接続するPCのUSB-C端子がDisplayPort Alt Modeと必要な給電へ対応していれば、映像と電源をUSB-Cケーブル1本で接続できます。
すべてのUSB-C端子が映像出力に対応するわけではありません。PCの仕様とケーブルの対応を確認してください。
MQ16FCからノートPCを充電できますか?
MQ16FCは最大65Wのパススルー充電に対応します。
ASUSは最大65Wの出力を得るために、最大90Wの入力へ対応する電源を案内しています。PCが必要とする電力が65Wを超える場合、作業中にバッテリー残量が減る可能性があります。
MacBookでも使えますか?
ASUSは、DisplayPort Alt Mode対応USB-Cを搭載する多くのMacBookとの互換性を案内しています。

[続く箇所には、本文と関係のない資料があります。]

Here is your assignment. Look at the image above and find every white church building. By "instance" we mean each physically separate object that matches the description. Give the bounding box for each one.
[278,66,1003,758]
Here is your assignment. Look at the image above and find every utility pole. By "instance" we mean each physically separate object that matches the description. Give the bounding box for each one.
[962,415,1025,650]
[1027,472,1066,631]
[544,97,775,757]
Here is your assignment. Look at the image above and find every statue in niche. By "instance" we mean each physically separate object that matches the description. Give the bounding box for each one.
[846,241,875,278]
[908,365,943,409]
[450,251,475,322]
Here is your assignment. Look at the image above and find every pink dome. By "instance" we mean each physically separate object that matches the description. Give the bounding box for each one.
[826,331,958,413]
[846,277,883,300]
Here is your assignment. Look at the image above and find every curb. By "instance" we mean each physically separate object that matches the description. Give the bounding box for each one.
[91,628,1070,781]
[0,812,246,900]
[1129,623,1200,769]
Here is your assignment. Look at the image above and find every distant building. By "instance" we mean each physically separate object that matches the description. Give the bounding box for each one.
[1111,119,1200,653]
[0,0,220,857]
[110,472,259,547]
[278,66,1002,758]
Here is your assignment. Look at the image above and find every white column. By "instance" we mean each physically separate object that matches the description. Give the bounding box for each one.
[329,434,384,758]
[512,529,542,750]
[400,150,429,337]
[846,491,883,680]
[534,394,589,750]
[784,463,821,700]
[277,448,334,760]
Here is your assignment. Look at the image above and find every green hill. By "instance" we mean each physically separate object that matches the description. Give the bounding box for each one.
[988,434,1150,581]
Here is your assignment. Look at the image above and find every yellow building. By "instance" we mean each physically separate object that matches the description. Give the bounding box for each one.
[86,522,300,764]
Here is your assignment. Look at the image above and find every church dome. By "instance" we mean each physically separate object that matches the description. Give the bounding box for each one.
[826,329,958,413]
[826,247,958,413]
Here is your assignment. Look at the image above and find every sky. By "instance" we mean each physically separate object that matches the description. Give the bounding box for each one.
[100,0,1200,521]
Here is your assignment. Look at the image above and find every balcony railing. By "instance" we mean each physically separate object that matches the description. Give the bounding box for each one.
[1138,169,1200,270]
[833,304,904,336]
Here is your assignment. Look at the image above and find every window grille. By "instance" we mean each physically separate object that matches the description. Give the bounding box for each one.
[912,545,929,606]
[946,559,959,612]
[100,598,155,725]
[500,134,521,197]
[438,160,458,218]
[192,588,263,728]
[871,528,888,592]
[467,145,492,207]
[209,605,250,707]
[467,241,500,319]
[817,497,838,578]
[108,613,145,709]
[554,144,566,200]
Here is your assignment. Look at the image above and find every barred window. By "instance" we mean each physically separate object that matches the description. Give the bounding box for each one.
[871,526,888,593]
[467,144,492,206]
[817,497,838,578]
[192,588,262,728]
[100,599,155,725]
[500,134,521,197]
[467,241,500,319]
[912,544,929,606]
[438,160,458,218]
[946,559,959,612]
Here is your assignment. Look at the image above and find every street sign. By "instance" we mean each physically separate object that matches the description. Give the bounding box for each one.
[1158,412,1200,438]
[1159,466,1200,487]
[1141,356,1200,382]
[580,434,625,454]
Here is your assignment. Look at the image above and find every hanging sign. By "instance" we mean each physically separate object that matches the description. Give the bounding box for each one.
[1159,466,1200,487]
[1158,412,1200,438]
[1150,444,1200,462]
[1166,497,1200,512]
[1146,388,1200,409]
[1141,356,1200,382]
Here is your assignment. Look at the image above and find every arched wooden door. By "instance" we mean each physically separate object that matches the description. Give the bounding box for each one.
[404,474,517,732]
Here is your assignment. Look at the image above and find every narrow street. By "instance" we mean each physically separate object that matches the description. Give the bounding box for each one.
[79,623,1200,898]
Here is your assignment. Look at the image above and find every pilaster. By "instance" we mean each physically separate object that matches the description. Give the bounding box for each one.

Thunderbolt 3以降やUSB4搭載モデルなら接続しやすいですが、購入前にMacBookの型番と対応解像度を確認してください。
スピーカーは付いていますか?
音はノートPC本体、イヤホン、外部スピーカーから出します。イヤホンジャックは両機種にあります。
ゲーム用にも使えますか?
どちらも応答速度1msですが、最大60Hzです。
RPGや動画視聴には使いやすいものの、120Hz以上を求める競技系ゲームには向きません。高リフレッシュレートが必要なら、ゲーミング向けのモバイルモニターを選びましょう。
MQ16FCとMQ16AHの違いまとめ
違いは、新型だけがOLEDになったことではありません。
- MQ16FCは16:10・1920×1200で縦に120ピクセル広い
- MQ16FCは最大65Wのパススルー充電に対応
- MQ16AHはDCI-P3 100%、HDR10を明記
- MQ16AHは約30g軽く、近接センサーを搭載
- どちらもOLED、1ms、60Hz、USB-C、Mini HDMIに対応
在宅ワーク、出張先の資料作成、コーディングを効率化したいならMQ16FCがおすすめです。

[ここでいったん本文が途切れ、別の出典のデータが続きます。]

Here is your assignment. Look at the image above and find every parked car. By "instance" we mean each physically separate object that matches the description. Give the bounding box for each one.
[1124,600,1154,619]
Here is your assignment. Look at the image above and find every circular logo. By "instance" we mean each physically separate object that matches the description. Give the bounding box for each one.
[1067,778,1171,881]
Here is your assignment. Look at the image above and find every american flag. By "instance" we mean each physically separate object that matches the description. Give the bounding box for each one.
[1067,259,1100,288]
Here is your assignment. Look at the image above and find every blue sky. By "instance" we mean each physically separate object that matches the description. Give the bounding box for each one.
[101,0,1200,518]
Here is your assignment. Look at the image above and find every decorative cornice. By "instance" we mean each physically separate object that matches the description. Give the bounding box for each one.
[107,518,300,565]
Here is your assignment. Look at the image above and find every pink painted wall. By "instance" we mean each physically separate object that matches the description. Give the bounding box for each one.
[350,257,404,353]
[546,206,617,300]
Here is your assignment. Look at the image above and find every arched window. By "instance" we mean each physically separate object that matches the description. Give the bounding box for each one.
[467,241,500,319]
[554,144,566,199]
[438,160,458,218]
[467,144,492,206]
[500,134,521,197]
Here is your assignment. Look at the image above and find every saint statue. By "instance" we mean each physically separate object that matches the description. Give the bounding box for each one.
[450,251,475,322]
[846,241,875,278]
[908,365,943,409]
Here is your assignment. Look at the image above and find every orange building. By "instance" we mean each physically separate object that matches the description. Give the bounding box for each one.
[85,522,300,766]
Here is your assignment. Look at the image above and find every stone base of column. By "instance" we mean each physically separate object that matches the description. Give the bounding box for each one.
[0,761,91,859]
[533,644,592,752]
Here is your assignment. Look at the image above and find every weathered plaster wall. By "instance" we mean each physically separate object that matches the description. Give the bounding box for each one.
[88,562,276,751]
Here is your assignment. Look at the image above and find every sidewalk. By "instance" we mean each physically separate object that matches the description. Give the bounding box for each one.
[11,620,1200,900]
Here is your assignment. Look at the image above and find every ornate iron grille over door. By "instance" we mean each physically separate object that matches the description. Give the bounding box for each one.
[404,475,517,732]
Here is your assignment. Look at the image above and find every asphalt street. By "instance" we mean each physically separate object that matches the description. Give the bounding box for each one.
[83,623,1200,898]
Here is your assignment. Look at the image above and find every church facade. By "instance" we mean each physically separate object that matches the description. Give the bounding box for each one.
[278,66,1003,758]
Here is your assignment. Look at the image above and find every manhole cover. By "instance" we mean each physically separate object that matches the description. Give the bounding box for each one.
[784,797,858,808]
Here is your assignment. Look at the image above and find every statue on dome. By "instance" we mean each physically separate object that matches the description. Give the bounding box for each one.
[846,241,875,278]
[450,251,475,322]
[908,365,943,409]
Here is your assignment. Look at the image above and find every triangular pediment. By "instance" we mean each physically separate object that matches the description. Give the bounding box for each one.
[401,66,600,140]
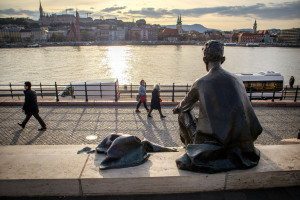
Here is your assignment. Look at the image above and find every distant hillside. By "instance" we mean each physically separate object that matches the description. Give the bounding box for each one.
[166,24,219,33]
[235,28,253,32]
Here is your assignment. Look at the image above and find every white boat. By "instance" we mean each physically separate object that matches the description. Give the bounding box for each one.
[236,71,284,99]
[59,78,120,100]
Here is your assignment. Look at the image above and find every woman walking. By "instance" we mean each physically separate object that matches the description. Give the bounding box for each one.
[148,85,166,118]
[135,80,149,113]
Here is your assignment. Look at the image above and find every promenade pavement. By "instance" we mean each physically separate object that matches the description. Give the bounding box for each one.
[0,105,300,147]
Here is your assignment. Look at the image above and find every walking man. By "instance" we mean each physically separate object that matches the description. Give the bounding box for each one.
[18,81,47,131]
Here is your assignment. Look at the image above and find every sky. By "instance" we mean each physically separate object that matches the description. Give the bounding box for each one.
[0,0,300,31]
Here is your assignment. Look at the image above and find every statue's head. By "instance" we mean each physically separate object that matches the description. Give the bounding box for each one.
[203,40,225,70]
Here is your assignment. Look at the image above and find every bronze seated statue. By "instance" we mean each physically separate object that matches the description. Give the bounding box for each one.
[173,41,262,173]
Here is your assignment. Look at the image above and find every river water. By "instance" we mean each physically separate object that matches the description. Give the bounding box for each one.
[0,45,300,84]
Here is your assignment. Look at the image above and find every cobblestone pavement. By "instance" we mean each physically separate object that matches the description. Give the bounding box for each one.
[0,106,300,147]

写真・映像の色域、HDR、軽さを優先するならMQ16AHがおすすめです。すでに旧型を使っている人も、縦幅やパススルー充電に困っていなければ買い替えなくて大丈夫です。
迷ったら、普段使うアプリをノートPCで開き、縦120ピクセル増えたら何を置けるか考えてみてください。行やタイムラインを増やせるならMQ16FC。色確認と16:9動画が中心ならMQ16AHが合います。